Young, humbly born James Bryant Conant succeeded Boston Brahmin A. Lawrence Lowell as Harvard's president in 1933, and set out to change a Brahmin-dominated university into a meritocratic one. He hoped to recruit the nation's finest scholars and an outstanding national student body. But the lack of new money during the Depression and the distractions of World War Two kept Conant, and Harvard, from achieving this goal.
In the 1950s and 1960s, during the presidency of Conant's successor Nathan Marsh Pusey, Harvard raised the money, recruited the faculty, and attracted the students that made it a great meritocratic institution: America's university. The authors provide the fullest account yet of this transformation, and of the wrenching campus crisis of the late 'sixties.

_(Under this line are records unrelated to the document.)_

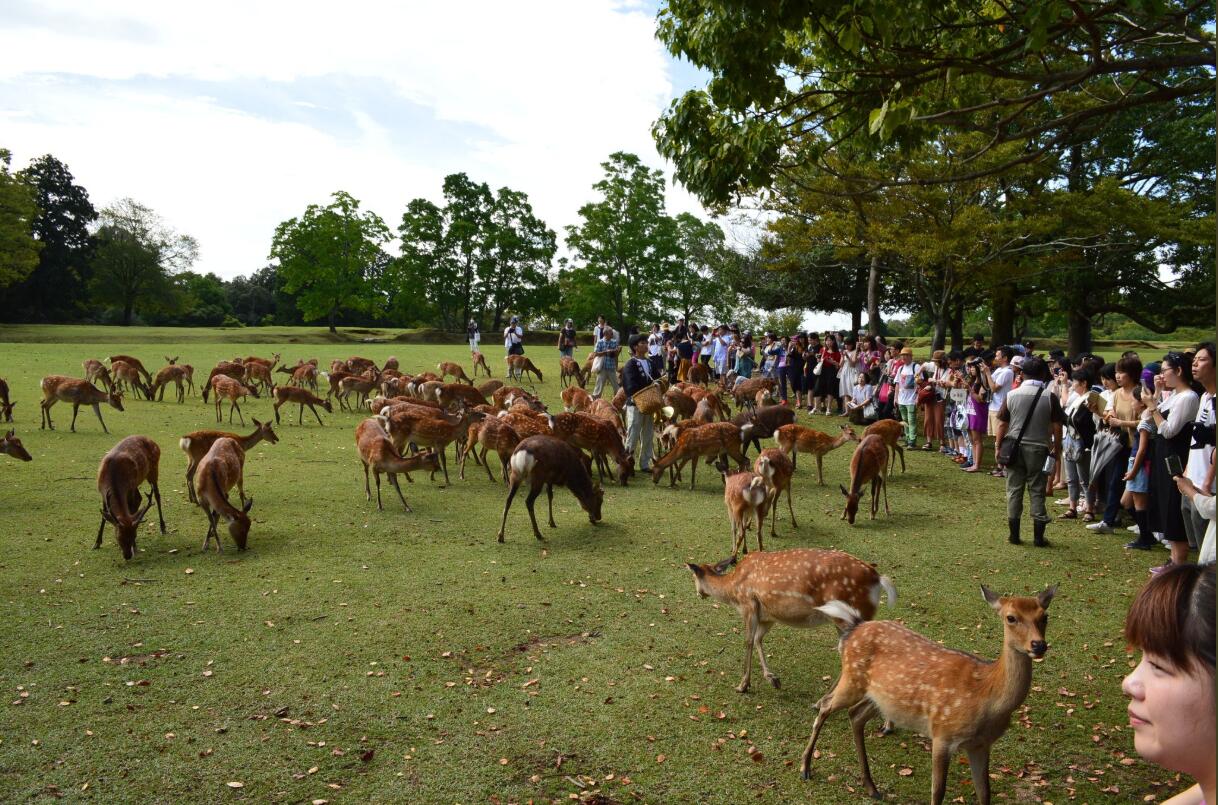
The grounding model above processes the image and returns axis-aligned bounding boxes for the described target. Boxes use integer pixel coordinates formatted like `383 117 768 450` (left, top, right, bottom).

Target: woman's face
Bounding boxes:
1121 654 1214 776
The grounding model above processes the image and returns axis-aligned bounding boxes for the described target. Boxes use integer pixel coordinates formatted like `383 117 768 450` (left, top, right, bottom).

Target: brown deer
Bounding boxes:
862 419 905 475
80 358 114 391
94 433 164 559
652 423 753 490
470 351 491 378
178 419 279 503
39 375 123 434
195 436 253 553
838 434 893 525
723 470 773 557
0 378 17 423
686 548 896 693
773 425 859 486
498 436 604 542
106 354 152 384
800 585 1057 805
561 386 592 412
150 364 186 403
753 447 799 537
356 417 440 511
270 386 334 425
436 360 474 386
558 356 588 388
0 430 34 462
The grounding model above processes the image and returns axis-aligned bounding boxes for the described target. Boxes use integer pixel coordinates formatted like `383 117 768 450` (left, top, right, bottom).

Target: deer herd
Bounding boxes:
0 353 1056 804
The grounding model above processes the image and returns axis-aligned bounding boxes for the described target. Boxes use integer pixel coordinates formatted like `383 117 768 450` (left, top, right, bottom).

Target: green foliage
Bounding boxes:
0 149 41 287
270 190 390 332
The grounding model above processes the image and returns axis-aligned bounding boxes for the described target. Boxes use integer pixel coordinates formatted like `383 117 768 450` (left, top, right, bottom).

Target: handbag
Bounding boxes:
998 385 1045 466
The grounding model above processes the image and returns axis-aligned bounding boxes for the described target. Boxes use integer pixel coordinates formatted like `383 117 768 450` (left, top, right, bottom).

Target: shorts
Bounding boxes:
1125 455 1150 494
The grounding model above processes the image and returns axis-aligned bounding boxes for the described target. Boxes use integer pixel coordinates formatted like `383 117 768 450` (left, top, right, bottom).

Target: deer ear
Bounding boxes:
1037 585 1057 609
982 585 1001 609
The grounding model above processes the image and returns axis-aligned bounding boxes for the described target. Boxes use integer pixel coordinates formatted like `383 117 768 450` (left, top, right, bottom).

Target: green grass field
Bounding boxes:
0 328 1184 803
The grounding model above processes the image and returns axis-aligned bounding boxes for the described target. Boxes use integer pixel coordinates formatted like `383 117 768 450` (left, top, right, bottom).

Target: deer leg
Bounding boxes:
389 473 414 513
965 747 990 805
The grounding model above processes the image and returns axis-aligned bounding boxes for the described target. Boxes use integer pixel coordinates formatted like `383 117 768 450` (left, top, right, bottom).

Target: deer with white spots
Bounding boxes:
686 548 896 693
800 585 1057 805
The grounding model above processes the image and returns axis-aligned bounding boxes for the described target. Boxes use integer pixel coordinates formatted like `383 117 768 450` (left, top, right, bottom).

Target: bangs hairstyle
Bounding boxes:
1125 565 1214 673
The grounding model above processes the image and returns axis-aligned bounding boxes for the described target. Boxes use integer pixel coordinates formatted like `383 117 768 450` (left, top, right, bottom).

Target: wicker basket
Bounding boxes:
631 382 664 414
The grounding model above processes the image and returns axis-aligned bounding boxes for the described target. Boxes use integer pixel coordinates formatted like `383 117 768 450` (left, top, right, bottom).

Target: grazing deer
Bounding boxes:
96 433 164 559
838 434 893 525
0 378 17 423
561 386 592 412
39 375 123 434
723 470 773 557
356 417 440 511
436 360 474 386
106 354 152 384
773 425 859 486
862 419 905 475
753 447 799 537
80 358 114 391
270 386 334 425
800 585 1057 805
211 375 258 425
195 436 253 553
558 356 588 388
0 430 34 462
149 363 186 403
686 548 896 693
178 419 279 503
652 423 753 490
498 436 604 542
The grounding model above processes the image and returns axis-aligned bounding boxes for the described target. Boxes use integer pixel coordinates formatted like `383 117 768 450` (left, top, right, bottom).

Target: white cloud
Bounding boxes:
0 0 700 276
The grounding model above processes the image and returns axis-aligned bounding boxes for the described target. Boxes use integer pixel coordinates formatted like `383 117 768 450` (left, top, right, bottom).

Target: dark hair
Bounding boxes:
1116 354 1142 381
1125 565 1214 673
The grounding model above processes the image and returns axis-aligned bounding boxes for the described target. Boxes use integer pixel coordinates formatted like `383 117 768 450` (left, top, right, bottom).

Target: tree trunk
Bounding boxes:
867 255 884 335
990 283 1015 348
1066 309 1091 358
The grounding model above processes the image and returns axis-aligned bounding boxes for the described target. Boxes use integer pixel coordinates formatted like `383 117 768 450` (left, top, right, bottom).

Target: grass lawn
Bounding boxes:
0 328 1185 803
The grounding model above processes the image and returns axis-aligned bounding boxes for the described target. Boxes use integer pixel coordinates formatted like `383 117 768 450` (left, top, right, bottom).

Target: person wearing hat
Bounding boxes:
621 335 657 473
503 315 525 354
558 319 575 358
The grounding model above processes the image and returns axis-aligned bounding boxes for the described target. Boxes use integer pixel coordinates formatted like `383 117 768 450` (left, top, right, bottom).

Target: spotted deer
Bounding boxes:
686 548 896 693
800 585 1057 805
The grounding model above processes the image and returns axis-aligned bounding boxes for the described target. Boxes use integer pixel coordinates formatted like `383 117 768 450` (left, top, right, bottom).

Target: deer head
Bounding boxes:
982 585 1057 659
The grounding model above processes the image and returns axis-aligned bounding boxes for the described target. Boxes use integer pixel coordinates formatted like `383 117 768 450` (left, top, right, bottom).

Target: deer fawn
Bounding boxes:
838 435 893 525
178 419 279 503
356 417 440 511
498 436 604 542
686 548 896 693
862 419 905 475
195 436 253 553
0 430 34 462
723 470 773 557
96 433 164 559
436 360 474 386
39 375 123 434
270 386 334 425
211 375 258 425
773 425 859 486
800 585 1057 805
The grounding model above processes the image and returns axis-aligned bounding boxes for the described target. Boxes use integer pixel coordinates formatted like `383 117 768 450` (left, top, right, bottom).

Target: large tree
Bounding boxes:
0 149 41 287
566 152 677 331
90 199 199 326
270 190 390 332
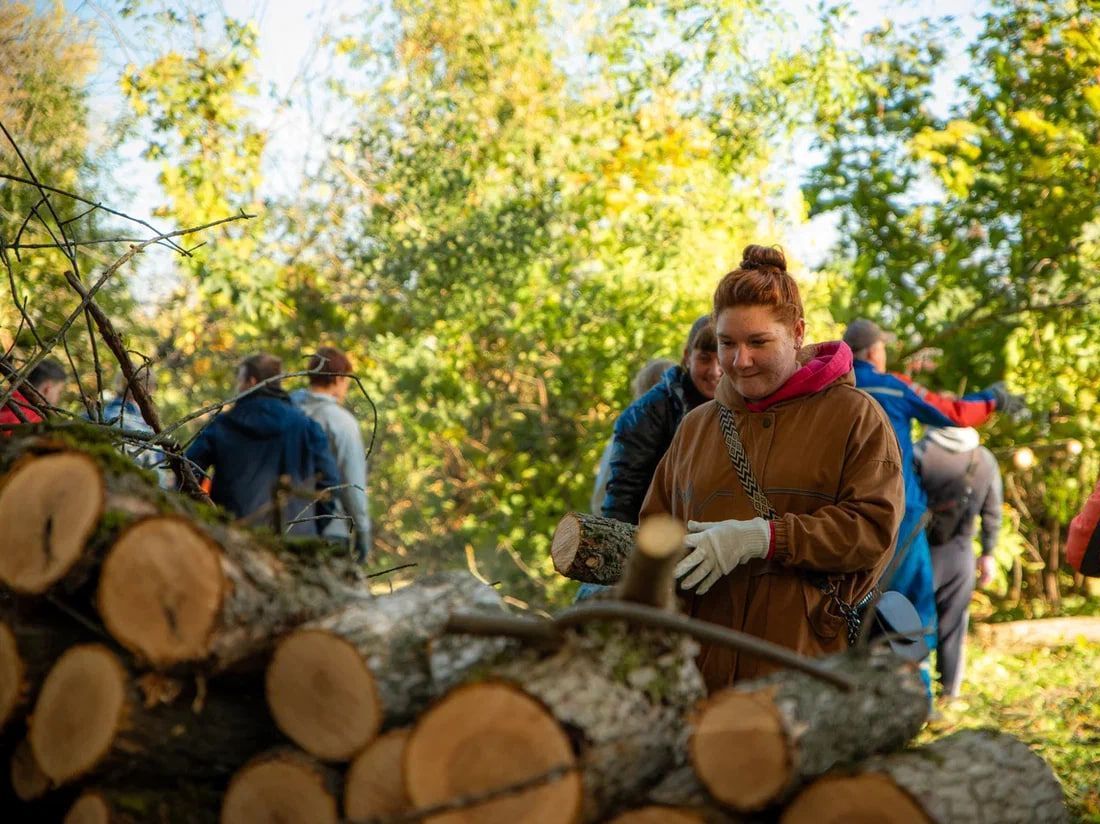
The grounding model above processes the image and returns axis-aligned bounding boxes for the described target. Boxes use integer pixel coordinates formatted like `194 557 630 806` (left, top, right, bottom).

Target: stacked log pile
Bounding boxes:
0 446 1062 824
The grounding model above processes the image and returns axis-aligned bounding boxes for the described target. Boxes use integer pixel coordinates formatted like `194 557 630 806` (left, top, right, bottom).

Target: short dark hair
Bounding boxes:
26 358 68 388
238 352 283 388
306 347 351 386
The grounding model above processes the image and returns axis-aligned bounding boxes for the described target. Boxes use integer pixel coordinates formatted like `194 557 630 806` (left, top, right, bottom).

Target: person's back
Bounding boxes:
603 316 722 524
290 347 372 561
186 359 339 535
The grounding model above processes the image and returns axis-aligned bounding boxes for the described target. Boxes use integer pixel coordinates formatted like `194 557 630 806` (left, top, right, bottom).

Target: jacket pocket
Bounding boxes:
802 580 845 641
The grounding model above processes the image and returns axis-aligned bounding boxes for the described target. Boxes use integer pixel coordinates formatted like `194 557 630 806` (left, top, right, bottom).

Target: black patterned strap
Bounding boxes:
718 404 875 645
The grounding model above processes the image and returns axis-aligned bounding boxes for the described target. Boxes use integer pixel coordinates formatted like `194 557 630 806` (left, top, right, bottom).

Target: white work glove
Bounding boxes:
674 518 771 595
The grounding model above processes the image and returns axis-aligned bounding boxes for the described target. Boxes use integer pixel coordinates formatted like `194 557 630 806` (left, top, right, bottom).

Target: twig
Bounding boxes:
553 601 856 690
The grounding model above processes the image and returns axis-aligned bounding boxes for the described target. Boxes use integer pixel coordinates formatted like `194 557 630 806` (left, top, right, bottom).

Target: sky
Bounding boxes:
67 0 988 303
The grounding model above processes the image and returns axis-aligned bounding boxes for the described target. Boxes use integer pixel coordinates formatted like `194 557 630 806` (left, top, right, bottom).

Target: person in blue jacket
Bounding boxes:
186 354 340 536
844 319 955 649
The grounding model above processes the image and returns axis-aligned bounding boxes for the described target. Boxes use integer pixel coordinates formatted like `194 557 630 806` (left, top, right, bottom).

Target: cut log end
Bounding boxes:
637 515 688 560
0 622 24 729
0 452 107 595
62 792 111 824
11 738 52 801
29 644 127 784
690 690 792 812
266 629 383 761
404 682 582 824
344 729 413 821
221 756 340 824
608 805 706 824
98 517 226 667
550 513 585 575
780 773 931 824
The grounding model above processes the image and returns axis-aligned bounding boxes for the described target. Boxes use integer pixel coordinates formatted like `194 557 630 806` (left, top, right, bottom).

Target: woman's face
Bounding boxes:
715 306 805 400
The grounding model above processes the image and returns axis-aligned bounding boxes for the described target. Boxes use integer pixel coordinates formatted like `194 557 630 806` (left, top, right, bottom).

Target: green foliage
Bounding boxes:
807 0 1100 602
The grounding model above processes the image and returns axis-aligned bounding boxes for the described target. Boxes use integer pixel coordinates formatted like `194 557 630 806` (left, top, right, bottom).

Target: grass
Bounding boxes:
925 638 1100 824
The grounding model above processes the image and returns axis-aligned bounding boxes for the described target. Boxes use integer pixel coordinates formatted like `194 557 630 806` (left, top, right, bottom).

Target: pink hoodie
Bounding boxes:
745 341 853 411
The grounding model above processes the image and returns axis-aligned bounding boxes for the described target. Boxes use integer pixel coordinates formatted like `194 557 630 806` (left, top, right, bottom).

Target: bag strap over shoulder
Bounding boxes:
718 404 878 645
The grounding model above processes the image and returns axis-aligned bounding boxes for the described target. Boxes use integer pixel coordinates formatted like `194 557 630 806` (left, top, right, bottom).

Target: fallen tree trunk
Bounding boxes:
265 572 504 760
405 623 704 822
550 513 638 584
97 516 369 673
781 729 1066 824
689 646 928 812
29 644 277 784
221 749 340 824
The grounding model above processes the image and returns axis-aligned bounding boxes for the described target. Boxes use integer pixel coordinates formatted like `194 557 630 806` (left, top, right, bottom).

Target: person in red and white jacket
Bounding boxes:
1066 481 1100 578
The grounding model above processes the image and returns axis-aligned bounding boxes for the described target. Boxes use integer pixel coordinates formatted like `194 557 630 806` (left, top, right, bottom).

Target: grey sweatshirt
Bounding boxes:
290 389 371 558
915 427 1004 556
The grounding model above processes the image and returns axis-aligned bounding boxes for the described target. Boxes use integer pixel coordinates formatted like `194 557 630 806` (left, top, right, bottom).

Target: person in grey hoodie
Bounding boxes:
914 427 1004 697
290 347 372 561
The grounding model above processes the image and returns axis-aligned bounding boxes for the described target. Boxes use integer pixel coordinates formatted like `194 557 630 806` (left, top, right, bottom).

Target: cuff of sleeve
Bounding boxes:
768 518 791 563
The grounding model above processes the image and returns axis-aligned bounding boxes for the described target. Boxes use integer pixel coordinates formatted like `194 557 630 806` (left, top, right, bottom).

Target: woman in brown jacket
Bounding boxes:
641 245 903 690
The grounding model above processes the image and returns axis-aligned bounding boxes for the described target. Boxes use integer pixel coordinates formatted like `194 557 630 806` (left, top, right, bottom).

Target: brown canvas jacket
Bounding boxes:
641 371 904 691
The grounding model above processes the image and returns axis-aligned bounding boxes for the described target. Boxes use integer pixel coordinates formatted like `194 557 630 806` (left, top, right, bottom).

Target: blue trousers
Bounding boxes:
883 508 937 650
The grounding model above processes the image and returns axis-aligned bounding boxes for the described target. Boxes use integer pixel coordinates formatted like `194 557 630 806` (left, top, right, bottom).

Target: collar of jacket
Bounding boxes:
716 341 856 413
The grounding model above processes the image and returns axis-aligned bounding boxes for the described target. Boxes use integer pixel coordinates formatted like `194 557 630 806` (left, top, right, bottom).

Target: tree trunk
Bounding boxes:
0 451 157 595
550 513 638 584
344 727 413 821
405 623 704 822
63 784 221 824
0 603 94 729
97 516 369 673
689 646 928 812
29 644 277 784
781 729 1066 824
266 572 504 760
221 749 340 824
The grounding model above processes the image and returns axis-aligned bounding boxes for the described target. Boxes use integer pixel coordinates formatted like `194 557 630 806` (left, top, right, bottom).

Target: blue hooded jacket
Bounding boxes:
853 360 957 510
186 389 340 535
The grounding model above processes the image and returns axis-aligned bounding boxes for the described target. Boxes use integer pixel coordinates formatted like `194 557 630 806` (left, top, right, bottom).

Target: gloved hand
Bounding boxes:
986 381 1027 415
674 518 771 595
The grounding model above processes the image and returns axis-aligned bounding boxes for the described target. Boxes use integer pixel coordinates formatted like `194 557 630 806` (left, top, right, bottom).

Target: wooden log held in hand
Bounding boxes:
780 729 1066 824
405 622 704 822
221 749 340 824
97 516 365 672
550 513 638 584
689 646 928 812
344 727 413 821
266 572 503 761
29 644 276 784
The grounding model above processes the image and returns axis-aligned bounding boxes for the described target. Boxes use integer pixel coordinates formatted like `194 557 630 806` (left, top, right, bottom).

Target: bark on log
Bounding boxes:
550 513 638 584
10 738 53 801
344 727 413 821
266 572 504 760
405 623 704 822
63 785 221 824
0 451 157 595
29 644 277 784
780 729 1066 824
689 646 928 812
221 749 340 824
97 516 369 673
646 765 754 824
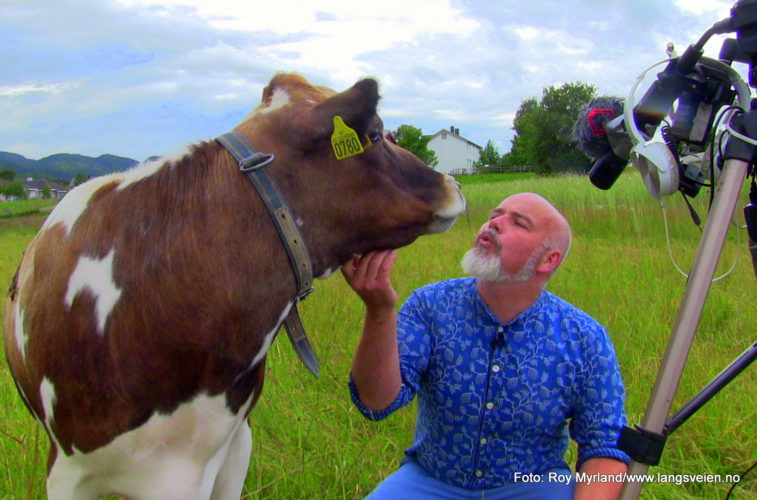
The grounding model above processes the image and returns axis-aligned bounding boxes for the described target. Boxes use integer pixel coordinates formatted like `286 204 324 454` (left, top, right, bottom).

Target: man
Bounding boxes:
342 193 629 500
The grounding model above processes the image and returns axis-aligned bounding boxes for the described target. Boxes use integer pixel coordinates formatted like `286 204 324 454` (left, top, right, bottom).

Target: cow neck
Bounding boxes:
216 131 318 378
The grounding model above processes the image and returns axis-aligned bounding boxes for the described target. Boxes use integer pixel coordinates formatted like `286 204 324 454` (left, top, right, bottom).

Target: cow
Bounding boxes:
4 74 465 500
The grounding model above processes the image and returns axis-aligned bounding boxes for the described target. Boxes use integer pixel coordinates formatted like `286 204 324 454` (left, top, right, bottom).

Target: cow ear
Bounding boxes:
313 78 379 137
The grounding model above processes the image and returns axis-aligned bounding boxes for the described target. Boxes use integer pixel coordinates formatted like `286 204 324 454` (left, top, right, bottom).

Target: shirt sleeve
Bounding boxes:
349 292 431 420
570 325 631 471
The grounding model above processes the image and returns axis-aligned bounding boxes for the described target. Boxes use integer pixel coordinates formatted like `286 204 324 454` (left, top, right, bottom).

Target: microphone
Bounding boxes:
573 96 633 190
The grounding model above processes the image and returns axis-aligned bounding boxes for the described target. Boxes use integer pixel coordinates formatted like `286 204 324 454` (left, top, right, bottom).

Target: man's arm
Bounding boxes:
342 250 402 411
573 458 628 500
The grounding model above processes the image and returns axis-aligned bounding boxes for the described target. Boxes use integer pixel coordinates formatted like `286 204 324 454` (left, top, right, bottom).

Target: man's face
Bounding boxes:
463 194 552 281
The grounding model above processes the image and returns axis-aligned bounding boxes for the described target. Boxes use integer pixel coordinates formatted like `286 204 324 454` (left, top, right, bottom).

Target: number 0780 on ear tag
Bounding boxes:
331 115 365 160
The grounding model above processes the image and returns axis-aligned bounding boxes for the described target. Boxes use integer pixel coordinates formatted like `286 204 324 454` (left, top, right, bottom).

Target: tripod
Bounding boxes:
619 118 757 500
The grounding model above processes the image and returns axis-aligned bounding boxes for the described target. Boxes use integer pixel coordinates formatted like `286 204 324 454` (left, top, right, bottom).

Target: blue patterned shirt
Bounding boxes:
350 278 630 490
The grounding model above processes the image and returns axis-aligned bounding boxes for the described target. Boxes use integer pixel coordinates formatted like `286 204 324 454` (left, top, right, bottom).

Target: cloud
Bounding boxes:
0 0 744 159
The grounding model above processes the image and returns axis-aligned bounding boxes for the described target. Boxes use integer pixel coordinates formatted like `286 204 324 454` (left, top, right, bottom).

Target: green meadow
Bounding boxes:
0 169 757 500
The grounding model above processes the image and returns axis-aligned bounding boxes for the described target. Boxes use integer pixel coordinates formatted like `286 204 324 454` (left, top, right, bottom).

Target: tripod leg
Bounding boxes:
620 160 749 500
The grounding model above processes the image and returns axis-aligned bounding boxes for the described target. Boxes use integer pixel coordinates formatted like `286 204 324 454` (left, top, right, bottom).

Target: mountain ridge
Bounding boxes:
0 151 140 181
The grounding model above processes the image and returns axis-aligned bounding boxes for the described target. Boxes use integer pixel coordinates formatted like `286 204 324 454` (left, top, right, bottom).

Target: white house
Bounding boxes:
428 127 483 174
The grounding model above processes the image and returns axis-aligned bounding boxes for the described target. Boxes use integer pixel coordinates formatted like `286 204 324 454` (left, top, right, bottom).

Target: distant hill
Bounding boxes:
0 151 139 181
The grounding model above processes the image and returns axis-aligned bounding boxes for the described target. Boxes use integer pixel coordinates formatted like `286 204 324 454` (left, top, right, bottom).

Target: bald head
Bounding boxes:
502 193 572 270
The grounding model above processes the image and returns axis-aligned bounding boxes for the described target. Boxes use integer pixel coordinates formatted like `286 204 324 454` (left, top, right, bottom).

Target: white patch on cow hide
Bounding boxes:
65 249 121 335
427 174 465 233
39 377 57 443
250 302 294 370
42 174 121 232
48 393 253 500
13 300 29 363
118 145 191 191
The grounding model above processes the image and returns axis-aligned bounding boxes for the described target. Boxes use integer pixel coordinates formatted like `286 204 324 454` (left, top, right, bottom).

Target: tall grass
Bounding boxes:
0 173 757 500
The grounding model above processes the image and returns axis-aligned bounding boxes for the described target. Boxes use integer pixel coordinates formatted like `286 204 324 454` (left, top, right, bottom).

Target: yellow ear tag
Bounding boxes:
331 115 365 160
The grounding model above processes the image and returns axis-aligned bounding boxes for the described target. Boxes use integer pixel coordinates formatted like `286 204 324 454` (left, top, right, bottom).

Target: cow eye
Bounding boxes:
368 129 384 143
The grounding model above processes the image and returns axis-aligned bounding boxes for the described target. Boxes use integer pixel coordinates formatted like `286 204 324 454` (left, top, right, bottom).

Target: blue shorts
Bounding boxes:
365 459 574 500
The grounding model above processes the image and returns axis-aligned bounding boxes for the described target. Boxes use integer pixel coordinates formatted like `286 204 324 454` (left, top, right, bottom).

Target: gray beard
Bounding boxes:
460 246 544 283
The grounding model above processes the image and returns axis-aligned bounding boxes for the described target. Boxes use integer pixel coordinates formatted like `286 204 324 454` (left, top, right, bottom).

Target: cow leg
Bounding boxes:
210 422 252 500
47 457 99 500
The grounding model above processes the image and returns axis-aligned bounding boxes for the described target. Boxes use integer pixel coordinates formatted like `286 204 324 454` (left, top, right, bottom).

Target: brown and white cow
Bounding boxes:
4 74 464 500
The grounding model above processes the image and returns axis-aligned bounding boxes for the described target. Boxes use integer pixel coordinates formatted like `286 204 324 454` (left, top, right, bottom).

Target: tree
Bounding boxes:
476 139 502 168
506 82 596 175
392 125 439 167
71 173 89 187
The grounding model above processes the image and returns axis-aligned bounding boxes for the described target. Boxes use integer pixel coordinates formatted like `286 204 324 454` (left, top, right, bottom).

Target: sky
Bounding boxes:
0 0 746 161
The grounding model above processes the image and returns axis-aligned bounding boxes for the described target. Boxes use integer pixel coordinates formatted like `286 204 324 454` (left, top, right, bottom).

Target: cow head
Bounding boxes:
237 74 465 275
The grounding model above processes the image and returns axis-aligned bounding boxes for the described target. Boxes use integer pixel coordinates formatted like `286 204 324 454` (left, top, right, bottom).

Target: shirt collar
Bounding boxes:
471 278 549 328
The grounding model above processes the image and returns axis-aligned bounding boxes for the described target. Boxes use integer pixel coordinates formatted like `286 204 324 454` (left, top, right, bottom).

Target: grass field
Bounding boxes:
0 173 757 500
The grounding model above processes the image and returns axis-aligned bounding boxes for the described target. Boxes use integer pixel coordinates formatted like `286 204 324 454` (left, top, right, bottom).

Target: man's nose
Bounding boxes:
486 217 502 233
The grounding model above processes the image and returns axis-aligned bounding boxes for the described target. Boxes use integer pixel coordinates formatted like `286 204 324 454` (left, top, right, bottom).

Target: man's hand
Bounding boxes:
342 250 402 411
342 250 397 312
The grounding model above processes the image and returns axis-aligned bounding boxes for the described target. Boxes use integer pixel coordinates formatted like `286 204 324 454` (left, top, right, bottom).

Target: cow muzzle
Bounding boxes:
428 174 465 234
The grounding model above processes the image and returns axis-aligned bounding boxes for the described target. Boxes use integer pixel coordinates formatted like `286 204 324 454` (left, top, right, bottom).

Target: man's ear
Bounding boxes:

During the last thirty years of the twentieth century, a new academic culture arose: meritocratic Harvard morphed into worldly Harvard. During the presidencies of Derek Bok and Neil Rudenstine the university opened its doors to growing numbers of foreign students, women, African- and Asian-Americans, and Hispanics. Its administration, faculty, and students became more deeply engaged in social issues; its scientists and professional schools were more ready to enter into shared commercial
ventures. But worldliness brought its own conflicts: over affirmative action and political correctness, over commercialization, over the ever higher costs of higher education.
This fascinating account, the first comprehensive history of a modern American university, is essential reading for anyone with an interest in the present state and future course of higher education.